Several of our contributors suggest that attention to the design of ethnography as a practice reveals tacit biases. Joan Donovan considers how ethnographers, as researchers working in a digital era, rely on search terms in ways that produce particular kinds of logic and thinking. Cassandra Hartblay argues that ethnography as a practice was traditionally designed not just for white men, but for nondisabled or normatively bodied ethnographers, thereby excluding the perspectives of disabled bodies from the work of knowledge production. In this way, thinking ethnography as design queers ethnographic practice by revealing taken-for-granted norms.

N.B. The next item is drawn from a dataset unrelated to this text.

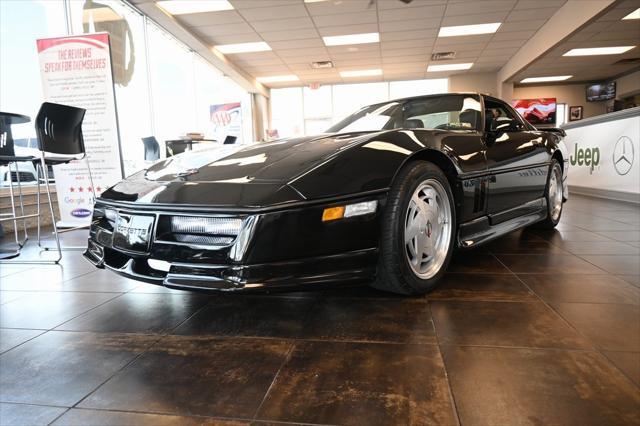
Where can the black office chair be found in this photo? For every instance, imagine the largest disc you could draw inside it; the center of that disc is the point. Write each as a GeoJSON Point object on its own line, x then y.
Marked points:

Ethnography is always bound up in ontological shifts that forge new social modes of recognition. Thinking in this vein is not simply an argument for integrating design thinking into ethnographic practice, but a reminder that ethnography itself is a human practice, that ethnographers are bricoleurs, and that our work poses fundamental questions about designs for possible futures of the social world.

Acknowledgments

The editors of this series are grateful to the Wenner-Gren Foundation for its generous support for the conference, “Ethnography and Design: Mutual Provocations,” and to the University of California Office of the President for supporting both the conference and the broader activities of the CoLED network. We are immeasurably indebted to Elana Zilberg, whose vision and initiative brought the CoLED network and its unorthodox formulation of “ethnographic design” into being. Although she is not listed as an editor, this series would not have come about without her. Keith Murphy read drafts of this introductory essay. Several scholars, including Hannah Appel, Elizabeth Chin, Eli Elinoff, Yelena Gluzman, Wendy Gunn, Lilly Irani, Lochlann Jain, Roshanak Kheshti, Michael Montoya, Nancy Postero, Shalini Shankar, and Audra Simpson presented keyword talks as part of the conference, and their ideas contributed to the intellectual underpinnings of the arguments laid out here. For a digital archive of the conference and other related materials, please visit the CoLED website.

Note

1. For Williams (1976, 15), a collection of keywords “is not a dictionary or glossary of a particular academic subject. It is not a series of footnotes to dictionary histories or definitions of a number of words. It is, rather, the record of an inquiry into a vocabulary: a shared body of words and meanings in our most general discussions. . . . They are significant, binding words in certain activities and their interpretation; they are significant, indicative words in certain forms of thought.”